When I first arrived here, one of the standard conversations was about the weather (yep, themes for innocuous conversations are pretty much the same the world over). My Finnish colleagues and those others who'd lived here awhile seemed to take a morbid pride in the darkness and dreariness of the Finnish winter, at least the gray periods before the snow really brightened things up and, in the spring, before it got too gray from melting. In particular, the month of November came in for some pretty scathing critiques. Not only would the weather get colder and the days get darker, but it would seem like things were worse everyday: everyday it would be just that bit grayer, rainier, and darker until February when it might seem like progress was possible again--at least in terms of climate. As you can imagine, I've been oh so looking forward to November.
Now that it's here, though, I find my response to the weather really variable. Because it's a bit colder, I can actually shut my windows at night without sweating while I sleep. That's a big plus because it means that the construction outside my window doesn't always wake me up. In other words, if I'm up late working I don't have an enforced wake-up time of 7 am (Yep, the builders are VERY punctual.) With sunsets before 4 pm, too, I find that I'm happy going to bed a bit earlier. While many Finns complain about this situation making them want to sleep 10+ hours a day, I've just found it to be a good insomnia cure and a way to guarantee a good 8 hours.
Then, too, I've never been someone who has a problem with leafless trees and the starker, gray and brown landscape of winters. (I guess that complements my preference for black and white photos.) Right now it's still enough of a novelty that I like to go down to the nearby lake and observe the differences between what I experienced even 6 weeks ago and what the lake is like now.
If I keep walking until the end of the park in front of the Towers, across the big street, and into the park surrounding the lake, I eventually come to this (if I step a couple of feet further forward I'd be in mud). The picture below is a zoom across the lake to two of the posh "country" houses that turn-of-the-century Finns built here.

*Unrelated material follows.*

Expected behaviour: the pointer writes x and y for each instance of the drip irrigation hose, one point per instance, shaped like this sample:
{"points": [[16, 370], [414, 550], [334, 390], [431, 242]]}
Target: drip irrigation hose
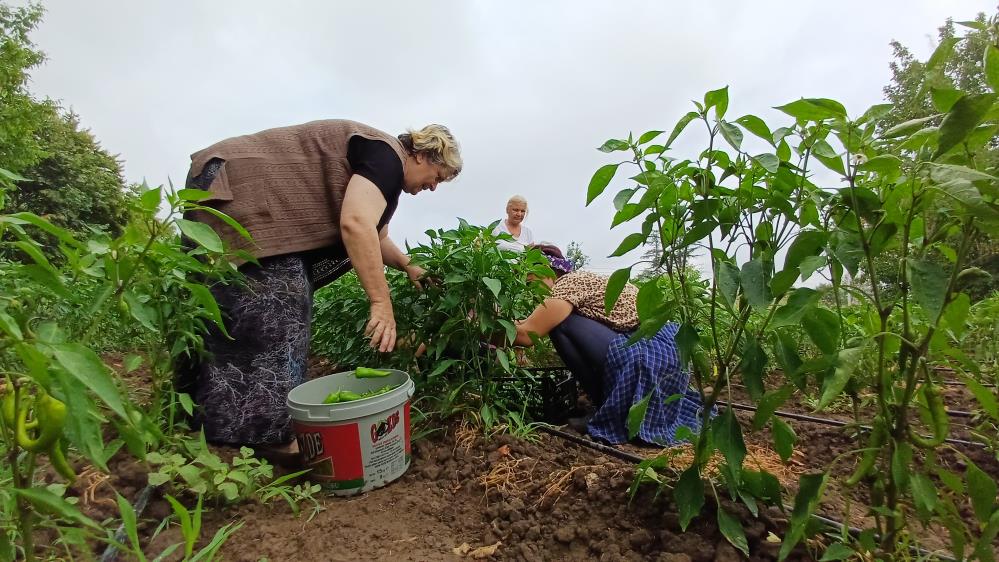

You can tell that this next picture is looking towards downtown: uniform skyline and telltale cranes.
Once I got to the end closest to downtown, I took this picture heading due north. The funny thing is that the lake really isn't that big; walking all the way around it is about 2.5 miles max. It does at least convey the gray on gray.
Don't get me wrong; I have no doubt that by April I will be going nuts. As far as I'm concerned spring starts in March, but when I tell that to the Finns they just laugh. For now, though, I'll enjoy the onset of winter.
At least things haven't gotten icy yet, even with the big gale the last 2 days. For me, the only consequences were being woken up at 3:30 in the morning by the 11-story tarp on the building next door snapping in the wind and having to break out the down coat. By today, though, I'm back to the Helsinki uniform: short, black, wool coat and thick scarf. It's probably a good thing because, while I love how warm my down coat is, I still feel somewhat self-conscious walking around in something that has all the style of wrapping a feather bed around myself!
I'm curious how short the days will get by December 21 and am already planning to take sunrise and sunset pictures on that day.